The station, to Chavez, was a cheerleader for everything he stands against: capitalism, neoliberalism, and the failed 2002 coup.

But to the many RCTV employees who chanted “Freedom” during their last few hours on camara, and the picketing protesters, the station represented the last traces of unadulterated thought and expression in an increasingly authoritarian regime.

The station’s closing will affect “more than 200 journalists, 3,000 workers and the entire Venezuelan society,” according to a statement on RCTV’s website.

Just minutes after the shutdown, TVES, the new public channel, launched with pro-Chavez music and government ads proclaiming — as though part of a Brave New World-esque distopia — that “Now Venezuela belongs to everyone.”

Who is ‘everyone’, though, if no one has a truly free voice?

The media is just one tool that Chavez has used to express — or favorably manipulate — his views.
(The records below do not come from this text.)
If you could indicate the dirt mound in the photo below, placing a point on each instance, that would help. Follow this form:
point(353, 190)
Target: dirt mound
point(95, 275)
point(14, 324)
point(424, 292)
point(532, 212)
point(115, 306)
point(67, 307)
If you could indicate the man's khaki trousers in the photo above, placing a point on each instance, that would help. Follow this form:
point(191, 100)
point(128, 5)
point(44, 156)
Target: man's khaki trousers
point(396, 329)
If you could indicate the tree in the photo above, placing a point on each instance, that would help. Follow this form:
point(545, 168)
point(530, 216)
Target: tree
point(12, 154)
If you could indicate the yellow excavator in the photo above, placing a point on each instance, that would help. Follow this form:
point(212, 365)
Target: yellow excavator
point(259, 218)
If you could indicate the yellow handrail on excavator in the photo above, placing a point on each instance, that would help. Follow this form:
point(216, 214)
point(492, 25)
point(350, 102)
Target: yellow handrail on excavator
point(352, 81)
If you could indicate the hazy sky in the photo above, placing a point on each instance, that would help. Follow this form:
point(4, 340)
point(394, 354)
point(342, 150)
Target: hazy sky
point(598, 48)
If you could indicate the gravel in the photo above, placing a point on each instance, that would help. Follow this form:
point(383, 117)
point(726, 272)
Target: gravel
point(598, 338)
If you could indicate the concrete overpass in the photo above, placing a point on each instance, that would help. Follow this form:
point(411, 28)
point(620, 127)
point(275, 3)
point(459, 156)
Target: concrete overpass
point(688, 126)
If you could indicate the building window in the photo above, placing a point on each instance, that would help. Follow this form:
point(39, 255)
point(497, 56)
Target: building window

He has rewritten the constitution, stacked the courts in his favor and thrown political opponents in jail.

Many may rightly claim that RCTV was due to expire, but should it have solely been up to Chavez to decide whether or not the popular channel was renewed? According to a law enacted in Venezuela in 1987, the licences for public airwave use provided to RCTV expired on May 27 of this year. However, if Venezuela really operates under democratic principals, as Chavez claims, shouldn’t it be up to the citizens, the courts and, as shocking as it may sound, the station itself to decide if their licence gets renewed?

RCTV seems to be one check off the list of a media-shutdown, opposition-silencing campaign. The day after taking RCTV of the air, Chavez announced that Globovision, the last remaining private oppositional TV station, is “an enemy of the state.”

It’s no wonder that Venezuela has been recognized for its declining media freedom.

Reporters without Borders’ 2006 Freedom of Press Index, which ranks the level of uncensored expression in 180 countries, factored Venezuela at number 90 on the list. This makes it the lowest scoring South American country other than Peru, which ranked at number 116.

A Freedom House Report released this May, citing the imminent shutdown of RCTV, deemed the freedom of press in Venezuela to be “appalling.“

Chavez, despite his authoritarian iron fist, has no doubt done good deeds the media should cover, such as donating millions of dollars to social welfare programs and education.

But if Chavez is as strong a leader as his government-controlled talk shows boast of him to be, surely he can handle media critism. Then, whether or not citizens decide to support him, they will have the proper information to decide for themselves.